The aim of this study was to evaluate the factor structure—and hence usefulness—of this safety climate questionnaire in UK health care. However, we did not aim to assess from first principles the key dimensions of safety climate in an NHS setting. This would have been the best strategy had we been setting out to create a new questionnaire, but it would have been much more resource intensive.

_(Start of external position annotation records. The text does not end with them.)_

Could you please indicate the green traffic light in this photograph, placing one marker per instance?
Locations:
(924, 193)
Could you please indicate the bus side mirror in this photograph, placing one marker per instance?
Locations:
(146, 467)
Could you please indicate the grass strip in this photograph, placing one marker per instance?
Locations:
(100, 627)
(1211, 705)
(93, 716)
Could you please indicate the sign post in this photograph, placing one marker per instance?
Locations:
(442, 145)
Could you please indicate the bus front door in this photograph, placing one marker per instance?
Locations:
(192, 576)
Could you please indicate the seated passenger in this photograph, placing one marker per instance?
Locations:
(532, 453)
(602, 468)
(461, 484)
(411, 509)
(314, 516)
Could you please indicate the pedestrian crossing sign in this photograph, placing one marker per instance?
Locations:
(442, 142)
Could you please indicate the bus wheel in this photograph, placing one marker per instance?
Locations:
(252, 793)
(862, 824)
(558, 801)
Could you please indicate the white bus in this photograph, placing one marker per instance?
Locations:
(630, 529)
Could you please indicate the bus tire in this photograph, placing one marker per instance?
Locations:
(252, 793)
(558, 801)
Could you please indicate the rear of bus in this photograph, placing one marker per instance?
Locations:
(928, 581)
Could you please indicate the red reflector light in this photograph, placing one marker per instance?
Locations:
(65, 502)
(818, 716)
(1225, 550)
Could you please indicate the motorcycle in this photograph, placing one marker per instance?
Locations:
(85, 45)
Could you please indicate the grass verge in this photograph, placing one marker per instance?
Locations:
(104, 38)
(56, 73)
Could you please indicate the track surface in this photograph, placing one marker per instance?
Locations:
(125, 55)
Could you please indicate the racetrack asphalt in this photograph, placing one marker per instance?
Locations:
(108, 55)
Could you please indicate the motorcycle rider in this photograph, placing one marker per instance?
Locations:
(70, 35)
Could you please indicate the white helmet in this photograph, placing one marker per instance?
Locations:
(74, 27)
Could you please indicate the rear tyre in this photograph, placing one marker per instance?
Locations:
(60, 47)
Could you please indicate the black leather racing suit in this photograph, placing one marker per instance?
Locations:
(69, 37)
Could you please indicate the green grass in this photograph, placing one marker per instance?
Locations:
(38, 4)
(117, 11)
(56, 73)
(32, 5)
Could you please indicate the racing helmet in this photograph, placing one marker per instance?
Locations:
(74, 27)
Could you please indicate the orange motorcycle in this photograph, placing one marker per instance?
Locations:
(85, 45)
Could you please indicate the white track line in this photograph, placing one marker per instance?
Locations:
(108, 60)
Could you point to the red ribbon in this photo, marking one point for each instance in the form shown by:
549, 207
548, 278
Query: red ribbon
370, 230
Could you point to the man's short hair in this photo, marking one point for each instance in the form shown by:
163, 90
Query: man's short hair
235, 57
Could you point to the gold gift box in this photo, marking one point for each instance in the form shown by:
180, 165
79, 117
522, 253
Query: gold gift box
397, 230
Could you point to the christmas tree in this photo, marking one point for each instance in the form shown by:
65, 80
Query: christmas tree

At this stage of the analysis we did not set out to undertake a multilevel confirmatory factor analysis to explore the influence that caregiver type (for example, doctor or nurse) might have had on the results.

Implications

The refined 22 item questionnaire provides a measure of safety climate in both primary and secondary UK health care, meeting some of the criteria on factor structure and internal reliability. It might, for example, prove useful in research studies that sought associations between safety culture and health outcomes, seeking also to determine the predictive validity of the instrument. However, there are enough cautionary points arising from the item content and factor analysis of this questionnaire to suggest that there is more to be done in exploring the properties of safety climate instruments, even those recently released,17 before proceeding wholesale into measuring safety climate across health services, at least those in the UK.

As Pronovost and Sexton2 have recently pointed out, there is still much work required before we are able to understand the full value of using climate questionnaires in health care, including the meaningfulness of the resulting data. Until it is possible to derive evidence of predictive validity, such as whether positive culture data predict measurably safer health care, the costs of routinely using safety climate questionnaires may not be justified.

Further data are available in tables S1–3 available online at http:/www.qshc.com/supplemental.

Acknowledgements

The authors thank the members of staff in all 13 sites who assisted with the organisation of the surveys. Particular thanks are due to Eric Thomas and Bryan Sexton for their support in using the Teamwork and Safety Climate questionnaire. Karen Beck acted as project administrator and her support was invaluable.

Abbreviations

CFI - comparative fit index

RMSEA - root mean square error of approximation

SRMR - standardised root mean square residual

TLI - Tucker‐Lewis index

Footnotes

Funding was provided by the Sheffield Health and Social Care Research Consortium and by the devolved funds programme at the University of Sheffield.

Competing interests: none declared.

Further data are available in tables S1–3 available online at http:/www.qshc.com/supplemental.